ACWG Sebut 2 PR Pemberantasan Korupsi Negara Anggota G 20
Berita Baru, Jakarta – Chair Anti-Corruption Working Group (ACWG) Civil-20 (C-20) Indonesia mengatakan bahwa Indeks Persepsi Korupsi (IPK) Indonesia di angka 38 atau urutan ke-96 dari 180 negara dinilai disumbang terutama oleh korupsi politik dan penegak hukum. Para pemimpin pun diminta memberi contoh.
“Contoh Indonesia, dengan skor 38, kita itu beban beratnya ada di dua beban utama. Satu political corruption, dua korupsi di lembaga penegak hukum. Ini yang menjadi pekerjaan rumah,” kata Dadang Trisasongko, dalam diskusi bertajuk ‘Indeks Persepsi Korupsi dan Momentum Presidensi G20 Indonesia’, Jumat (18/2).
ACWG merupakan instrumen yang dibentuk oleh negara-negara anggota G20 pada G20 Toronto Summit, Juni 2010, dengan tujuan mempromosikan nilai-nilai anti-korupsi. Karenanya Dadang berharap para pemimpin G20 secara politik berkomitmen memberantas korupsi.
“Pada akhirnya sangat penting komitmen politik para pemimpin politik G20. Para pemimpin harus memberi contoh, salah satunya dengan memastikan korupsi di lembaga hukum bisa dibersihkan,” ucap Dadang dalam acara yang ditayangkan melalui Channel YouTube Publish What You Pay (PWYP) Indonesia itu.
Lebih lanjut Dadang dua penyebab utama skor indeks persepsi korupsi sulit mengalami kenaikan, yaitu korupsi politik dan korupsi di lembaga-lembaga penegak hukum, menjadi pekerjaan rumah bagi setiap negara anggota G 20.
“Dua isu ini menjadi pekerjaan rumah (PR). Saya kira, ini terjadi juga di beberapa negara anggota G20 yang memiliki skor indeks korupsi di bawah 50,” jelas Dadang.
Dadang menyampaikan negara anggota G20 pemilik skor indeks persepsi korupsi di bawah 50 yang dirilis oleh Transparency International pada tahun 2021 adalah Tiongkok, Afrika Selatan, India, Brazil, Argentina, Indonesia, Turki, Meksiko, dan Rusia.

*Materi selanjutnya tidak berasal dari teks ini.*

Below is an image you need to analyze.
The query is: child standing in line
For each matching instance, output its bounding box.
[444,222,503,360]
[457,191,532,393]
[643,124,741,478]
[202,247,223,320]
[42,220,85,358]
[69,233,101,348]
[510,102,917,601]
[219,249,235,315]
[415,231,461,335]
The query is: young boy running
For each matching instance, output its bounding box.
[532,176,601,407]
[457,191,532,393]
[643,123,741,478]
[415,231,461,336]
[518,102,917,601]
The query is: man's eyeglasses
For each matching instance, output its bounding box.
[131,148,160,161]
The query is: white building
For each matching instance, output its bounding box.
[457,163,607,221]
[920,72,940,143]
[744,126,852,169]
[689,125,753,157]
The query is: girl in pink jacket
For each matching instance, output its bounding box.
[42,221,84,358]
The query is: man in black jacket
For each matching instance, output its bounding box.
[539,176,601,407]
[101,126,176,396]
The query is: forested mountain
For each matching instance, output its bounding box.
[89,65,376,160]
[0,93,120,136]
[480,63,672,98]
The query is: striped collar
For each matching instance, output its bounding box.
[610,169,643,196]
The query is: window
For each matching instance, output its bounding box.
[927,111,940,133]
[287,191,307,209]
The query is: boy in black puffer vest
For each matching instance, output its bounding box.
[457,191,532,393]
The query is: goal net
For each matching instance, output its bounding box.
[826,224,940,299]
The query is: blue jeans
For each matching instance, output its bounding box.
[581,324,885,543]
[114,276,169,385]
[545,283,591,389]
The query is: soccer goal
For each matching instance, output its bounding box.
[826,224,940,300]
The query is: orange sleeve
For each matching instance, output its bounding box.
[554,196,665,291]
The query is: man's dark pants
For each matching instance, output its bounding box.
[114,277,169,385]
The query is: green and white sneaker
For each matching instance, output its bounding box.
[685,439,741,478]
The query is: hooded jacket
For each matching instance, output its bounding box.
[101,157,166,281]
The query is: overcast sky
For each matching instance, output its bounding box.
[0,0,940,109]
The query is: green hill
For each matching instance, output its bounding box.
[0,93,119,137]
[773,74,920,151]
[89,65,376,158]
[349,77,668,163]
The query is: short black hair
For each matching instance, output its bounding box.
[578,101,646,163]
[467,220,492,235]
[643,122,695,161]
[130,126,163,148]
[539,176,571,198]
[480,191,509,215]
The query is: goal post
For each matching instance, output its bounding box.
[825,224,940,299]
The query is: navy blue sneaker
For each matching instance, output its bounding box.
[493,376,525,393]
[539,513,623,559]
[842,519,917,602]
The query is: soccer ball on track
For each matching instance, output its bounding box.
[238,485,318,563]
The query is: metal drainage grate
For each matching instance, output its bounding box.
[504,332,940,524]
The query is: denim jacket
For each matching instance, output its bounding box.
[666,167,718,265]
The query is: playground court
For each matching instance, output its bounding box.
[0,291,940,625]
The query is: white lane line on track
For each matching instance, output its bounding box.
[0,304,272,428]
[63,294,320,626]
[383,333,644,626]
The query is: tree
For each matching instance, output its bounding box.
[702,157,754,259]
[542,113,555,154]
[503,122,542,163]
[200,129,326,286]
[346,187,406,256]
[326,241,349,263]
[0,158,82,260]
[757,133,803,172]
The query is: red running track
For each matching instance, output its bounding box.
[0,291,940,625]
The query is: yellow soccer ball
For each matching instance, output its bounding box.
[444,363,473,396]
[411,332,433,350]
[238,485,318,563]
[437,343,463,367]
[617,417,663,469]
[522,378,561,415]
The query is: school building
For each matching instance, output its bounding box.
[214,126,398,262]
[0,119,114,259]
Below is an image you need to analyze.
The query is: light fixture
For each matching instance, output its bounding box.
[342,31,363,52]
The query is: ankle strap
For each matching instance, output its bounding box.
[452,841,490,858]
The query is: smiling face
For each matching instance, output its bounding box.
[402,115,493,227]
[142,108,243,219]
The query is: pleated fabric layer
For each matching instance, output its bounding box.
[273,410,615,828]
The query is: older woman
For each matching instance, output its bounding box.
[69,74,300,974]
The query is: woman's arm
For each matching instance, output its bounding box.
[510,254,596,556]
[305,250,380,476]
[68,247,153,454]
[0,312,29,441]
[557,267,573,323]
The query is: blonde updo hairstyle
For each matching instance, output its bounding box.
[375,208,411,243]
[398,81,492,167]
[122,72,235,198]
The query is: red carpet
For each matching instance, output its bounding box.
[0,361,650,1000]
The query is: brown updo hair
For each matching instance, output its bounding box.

Ia menjelaskan bahwa korupsi politik merupakan tindakan korupsi antara pihak swasta dan pejabat publik atau pejabat politik.
Terkait dengan korupsi yang terjadi di lembaga penegak hukum, Dadang memandang hal tersebut menjadi salah satu masalah utama yang membuat indeks persepsi korupsi di suatu negara sulit untuk naik karena ikut pula menimbulkan sejumlah masalah lain.
Ia menyebutkan sejumlah masalah, di antaranya impunitas atau tidak dapat dipidananya berbagai bentuk kejahatan dan memicu ketidakpercayaan publik terhadap lembaga penegak hukum dan peradilan yang mampu terbebas dari korupsi.
Dalam mengatasi persoalan korupsi yang masih terjadi di lembaga penegak hukum, Dadang memandang Mahkamah Agung sebagai pengadilan tertinggi di Indonesia sebenarnya telah melakukan banyak hal untuk mengembalikan kepercayaan publik itu.
Meskipun begitu, kata dia, nyatanya masih terdapat pula segelintir aparat penegak hukum yang melakukan tindak pidana korupsi.
“Untuk di Indonesia, saya kira Mahkamah Agung telah banyak berjuang mencoba memperbaiki kepercayaan publik. Reformasi internal juga dicoba untuk dibangun. Namun, sayangnya masih ada hakim yang ditangkap karena kasus dugaan korupsi,” ujar Dadang.
Oleh karena itu, Dadang pun menilai penanganan korupsi di lembaga hukum ataupun korupsi politik di suatu negara memang terbilang berat untuk dilakukan.
Dengan demikian, G20 melalui ACWG akan terus memastikan adanya upaya bersama, terutama dari negara-negara anggota dan negara di luar keanggotaan G20 untuk memperbaiki tata kelola pemerintahannya.
“Tata kelola pemerintahan yang baik akan mewujudkan sektor bisnis di suatu negara yang tidak mengandung suap dan memunculkan para pejabat publik yang berintegritas tinggi,” tukasnya.